Common Data Index is a registry and search index of all public data catalogs, catalogs metadata, search index and data storage/backup.
This repository holds roadmap, architecture and high-level tasks
Please take a look at project mindmap to see it's goals and structure.
This project started as open source foundation of open source, open data alternative to Google Dataset search.
Alternatively to Google Dataset search it provides API access to whole search index and allows to use more complex search queries using combination of data source metadata, datasets metadata and metadata extracted from data itself.
Google Dataset search is built around Schema.org Dataset schema of structured data. It's easier to implement for classic search engines like Google, since it's already crawl whole Internet, but it's much less usable for any other data aggregation project.
At the same time most data portals in the world support one or more ways (APIs) to work with metadata or data. For example, it's CKAN API, Dataverse API, DCAT, OpenDataSoft and API/data export by many other vendors and open source products.
A lot of data portals, especially open geodata catalogs do not support Schema.org and do not support web crawlers since they are use API-based page rendering. For example GeoNode and Geonetwork instances couldn't be crawled by common web crawlers and do not support Schema.org.

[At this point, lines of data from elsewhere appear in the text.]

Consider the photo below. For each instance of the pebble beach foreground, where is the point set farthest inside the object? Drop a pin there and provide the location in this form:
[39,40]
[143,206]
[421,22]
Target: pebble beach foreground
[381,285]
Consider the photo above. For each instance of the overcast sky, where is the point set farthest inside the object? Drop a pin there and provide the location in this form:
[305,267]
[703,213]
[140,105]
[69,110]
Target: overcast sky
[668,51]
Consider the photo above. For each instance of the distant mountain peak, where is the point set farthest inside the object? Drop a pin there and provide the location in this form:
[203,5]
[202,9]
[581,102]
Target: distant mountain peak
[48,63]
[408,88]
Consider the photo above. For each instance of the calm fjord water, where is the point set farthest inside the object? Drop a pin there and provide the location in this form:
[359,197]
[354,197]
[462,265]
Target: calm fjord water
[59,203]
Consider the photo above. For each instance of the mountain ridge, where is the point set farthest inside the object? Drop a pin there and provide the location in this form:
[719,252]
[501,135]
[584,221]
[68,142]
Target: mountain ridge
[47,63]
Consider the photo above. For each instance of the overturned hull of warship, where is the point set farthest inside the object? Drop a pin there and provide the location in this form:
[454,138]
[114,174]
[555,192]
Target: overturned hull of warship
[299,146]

Instead of using Schema.org markup Common Data Index harvests metadata from data catalogs and converts collected metadata to the unified search index.

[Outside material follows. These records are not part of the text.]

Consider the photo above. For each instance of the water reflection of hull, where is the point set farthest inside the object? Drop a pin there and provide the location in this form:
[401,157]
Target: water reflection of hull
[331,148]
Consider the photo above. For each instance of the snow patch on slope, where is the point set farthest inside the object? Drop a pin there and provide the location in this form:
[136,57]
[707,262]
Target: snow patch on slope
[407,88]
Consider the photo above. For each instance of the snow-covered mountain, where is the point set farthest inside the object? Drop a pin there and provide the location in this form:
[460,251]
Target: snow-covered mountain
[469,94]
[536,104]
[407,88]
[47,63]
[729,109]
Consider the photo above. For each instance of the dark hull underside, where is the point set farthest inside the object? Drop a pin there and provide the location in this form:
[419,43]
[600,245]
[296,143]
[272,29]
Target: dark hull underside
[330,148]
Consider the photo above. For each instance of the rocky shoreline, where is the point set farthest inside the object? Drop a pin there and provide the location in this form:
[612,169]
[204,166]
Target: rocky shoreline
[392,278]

Following products are results of this porject:
- Registry of data portals as dataset, API and web UI.
- Knowledge base about how data published, data and metadata standards, data portals types and so on.

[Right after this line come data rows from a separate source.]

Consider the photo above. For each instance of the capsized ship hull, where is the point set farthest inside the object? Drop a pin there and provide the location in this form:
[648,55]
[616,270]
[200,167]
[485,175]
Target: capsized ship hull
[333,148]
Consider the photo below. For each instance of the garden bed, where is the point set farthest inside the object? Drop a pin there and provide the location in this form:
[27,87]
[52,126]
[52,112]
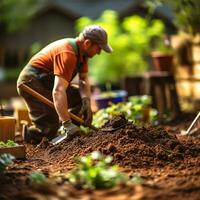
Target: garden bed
[167,162]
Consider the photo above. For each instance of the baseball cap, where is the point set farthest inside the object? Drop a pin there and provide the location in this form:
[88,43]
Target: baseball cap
[98,35]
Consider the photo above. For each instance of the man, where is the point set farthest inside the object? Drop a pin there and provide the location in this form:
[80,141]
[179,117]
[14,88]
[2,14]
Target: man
[50,72]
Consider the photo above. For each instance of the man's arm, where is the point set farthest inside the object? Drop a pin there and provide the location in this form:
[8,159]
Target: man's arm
[60,98]
[84,85]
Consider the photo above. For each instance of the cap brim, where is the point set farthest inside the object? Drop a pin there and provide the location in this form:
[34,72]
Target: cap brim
[107,48]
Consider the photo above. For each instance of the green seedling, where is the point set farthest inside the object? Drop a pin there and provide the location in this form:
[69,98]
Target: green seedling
[37,177]
[5,160]
[94,171]
[9,143]
[133,111]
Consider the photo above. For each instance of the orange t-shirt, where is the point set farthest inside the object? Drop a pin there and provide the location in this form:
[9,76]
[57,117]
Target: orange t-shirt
[59,57]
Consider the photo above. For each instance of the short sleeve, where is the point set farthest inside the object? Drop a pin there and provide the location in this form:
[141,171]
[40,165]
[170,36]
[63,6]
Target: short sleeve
[64,65]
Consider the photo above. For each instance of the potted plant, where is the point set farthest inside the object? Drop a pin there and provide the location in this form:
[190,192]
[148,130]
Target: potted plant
[162,57]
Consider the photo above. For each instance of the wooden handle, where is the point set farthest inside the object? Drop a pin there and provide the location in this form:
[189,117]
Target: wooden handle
[50,103]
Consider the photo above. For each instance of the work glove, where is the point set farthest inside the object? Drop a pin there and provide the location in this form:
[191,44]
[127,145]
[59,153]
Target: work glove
[86,111]
[69,129]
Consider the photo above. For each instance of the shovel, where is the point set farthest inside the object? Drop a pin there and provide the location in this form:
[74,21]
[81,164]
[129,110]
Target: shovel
[50,103]
[190,130]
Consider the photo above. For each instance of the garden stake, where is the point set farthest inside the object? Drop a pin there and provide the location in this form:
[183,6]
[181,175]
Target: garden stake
[189,130]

- Database of raw indexes available as bulk data and via API
- Search index database available via API.
- Search engine UI.
Additional possible output is an open source harvester to collect metadata and files from data catalogs.
Following data portals type:
- Open data portals - most of them about open data published by government and based on CKAN, DKAN, uData, JKAN software
- Geoportals - public geodata catalogs like Geonetwork, GeoNode, ArcGIS Hub and ArcGIS Server
- Scientific data repositories - repositories used to publish open research data, common software is Dataverse, InvenioRDM and many types of institutional research output repostitories like DSpace, EPronts and e.t.c.
- Indicators catalogs - data catalogs or databases that provide access to statistical data by indicator. Most often they are PxWeb or .Stat based.
- Microdata catalogs - data catalogs with statistical survey's microdata. Most of them based on NADA open source data catalog, not always open data, sometimes only metadata available
- Machine learning catalogs - data catalogs for machine learning purposes, no common software, mostly online projects like Hugging Face and Kaggle
- Data search engines - search engines to search data
- API Catalogs - catalogs of API, with data-related API in focus
- Data marketplaces - commercial data catalogs, only metadata and sometimes data samples available
- Other - any other data catalog